Freitag,  13.02.2026

Beginn: 20 h  Ende: 22 h - Das Prinz Willy ist ab 14.00 Uhr geöffnet

Eintritt: FREI! Für die Musiker*innen gehen wir mit dem Hut rum


Indie Pop

mit weiblicher Stimme, Piano, Bass und Beats

Die Leipziger Band Monkey Meadows bewegt sich zwischen Dunkelheit und Aufbruch. Ihre Songs sind Klangräume für Sehnsucht und Widerstand, getragen von treibenden Beats und warmen Piano- und Bass-Sounds – im Zentrum eine Stimme, die zwischen Verletzlichkeit und Kraft flirrt. Die Band hat eine ganz eigene Sprache: melancholischer Indie-Pop für alle, die schonmal still geschrien haben.

Die Songs von Monkey Meadows kreisen um das, was sich nicht leicht sagen lässt – um das Ringen mit Unsichtbarkeit, die Sehnsucht nach Nähe, den Mut zum Aufbruch und die Frage, wer wir sind. Ihre Texte leben von Kontrasten: zwischen Verletzlichkeit und Widerstand, zwischen Rückzug und Aufbruch. In „Underground“ öffnet sich eine Einladung in die eigene Dunkelheit, „Neon“ feiert die Nacht im flackernden Licht und „Hypnos“ ringt mit Schlaflosigkeit und der Sehnsucht nach Ruhe. „Windowview“ schaut durch das Zugfenster auf das Ende, während „I Can Hear You“ Erinnerungen in einem Dachboden lebendig hält. Zwischen Trost und Trotz entsteht so eine Klangwelt, die Hörer:innen zugleich einlädt und loslässt.

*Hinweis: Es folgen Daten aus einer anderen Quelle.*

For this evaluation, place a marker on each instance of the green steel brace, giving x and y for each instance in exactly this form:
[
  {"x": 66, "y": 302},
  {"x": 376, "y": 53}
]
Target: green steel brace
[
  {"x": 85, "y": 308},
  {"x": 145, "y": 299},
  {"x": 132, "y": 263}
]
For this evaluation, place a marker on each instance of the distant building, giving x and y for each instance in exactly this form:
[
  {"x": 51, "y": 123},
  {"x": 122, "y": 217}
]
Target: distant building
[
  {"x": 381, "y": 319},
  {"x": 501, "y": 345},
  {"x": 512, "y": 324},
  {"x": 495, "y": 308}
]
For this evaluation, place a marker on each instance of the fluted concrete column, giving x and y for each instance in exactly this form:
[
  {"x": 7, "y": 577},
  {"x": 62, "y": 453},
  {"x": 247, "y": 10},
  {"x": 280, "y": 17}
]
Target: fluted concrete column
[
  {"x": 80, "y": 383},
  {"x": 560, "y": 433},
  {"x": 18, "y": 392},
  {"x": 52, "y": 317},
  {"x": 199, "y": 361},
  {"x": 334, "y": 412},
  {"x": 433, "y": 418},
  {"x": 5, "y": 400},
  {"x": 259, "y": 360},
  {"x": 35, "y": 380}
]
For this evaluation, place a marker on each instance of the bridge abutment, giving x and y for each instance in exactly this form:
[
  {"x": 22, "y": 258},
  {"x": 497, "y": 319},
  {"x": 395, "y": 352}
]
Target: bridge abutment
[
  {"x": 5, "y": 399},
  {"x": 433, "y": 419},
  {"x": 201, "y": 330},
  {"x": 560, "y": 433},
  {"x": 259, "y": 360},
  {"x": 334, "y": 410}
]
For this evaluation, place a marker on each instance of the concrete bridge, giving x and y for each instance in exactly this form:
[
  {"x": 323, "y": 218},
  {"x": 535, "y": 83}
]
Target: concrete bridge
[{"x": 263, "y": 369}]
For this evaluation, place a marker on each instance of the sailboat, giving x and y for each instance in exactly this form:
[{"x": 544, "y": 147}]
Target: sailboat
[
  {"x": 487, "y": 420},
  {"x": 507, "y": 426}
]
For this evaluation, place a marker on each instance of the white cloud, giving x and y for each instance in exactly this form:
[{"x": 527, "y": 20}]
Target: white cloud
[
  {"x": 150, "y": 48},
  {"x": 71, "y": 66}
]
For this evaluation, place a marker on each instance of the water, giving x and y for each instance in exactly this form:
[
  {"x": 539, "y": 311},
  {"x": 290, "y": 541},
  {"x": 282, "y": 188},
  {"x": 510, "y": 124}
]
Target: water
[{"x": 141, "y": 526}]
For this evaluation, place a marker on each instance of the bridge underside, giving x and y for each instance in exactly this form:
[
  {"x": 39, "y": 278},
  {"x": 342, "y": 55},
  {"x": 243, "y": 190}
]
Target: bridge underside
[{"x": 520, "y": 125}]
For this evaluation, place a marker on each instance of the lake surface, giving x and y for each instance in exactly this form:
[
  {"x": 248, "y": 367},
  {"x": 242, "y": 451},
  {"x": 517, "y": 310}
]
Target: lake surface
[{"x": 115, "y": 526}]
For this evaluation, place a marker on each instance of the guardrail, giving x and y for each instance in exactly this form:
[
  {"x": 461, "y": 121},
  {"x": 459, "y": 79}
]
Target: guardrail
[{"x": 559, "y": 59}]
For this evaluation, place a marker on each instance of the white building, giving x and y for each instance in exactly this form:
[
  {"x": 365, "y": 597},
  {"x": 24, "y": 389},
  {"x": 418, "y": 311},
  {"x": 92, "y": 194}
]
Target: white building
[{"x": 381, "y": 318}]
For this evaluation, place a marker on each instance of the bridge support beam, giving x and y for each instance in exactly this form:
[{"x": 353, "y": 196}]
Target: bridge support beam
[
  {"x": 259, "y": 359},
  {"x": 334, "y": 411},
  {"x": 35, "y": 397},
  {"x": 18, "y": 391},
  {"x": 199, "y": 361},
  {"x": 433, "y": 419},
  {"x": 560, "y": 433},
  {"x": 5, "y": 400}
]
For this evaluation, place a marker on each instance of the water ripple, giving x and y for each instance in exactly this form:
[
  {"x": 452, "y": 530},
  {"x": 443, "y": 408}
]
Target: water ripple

Monkey Meadows sind Franzi (Vocals, Keys, Beats) und Sebastian (Bass). Sie treten live als Duo auf – reduziert, direkt und nahbar. In ihrem rund 90-minütigen Set wechseln sich fragile Momente und treibende Passagen ab und schaffen so eine Dynamik, die ebenso in kleinen Clubs wie auf Festivalbühnen trägt.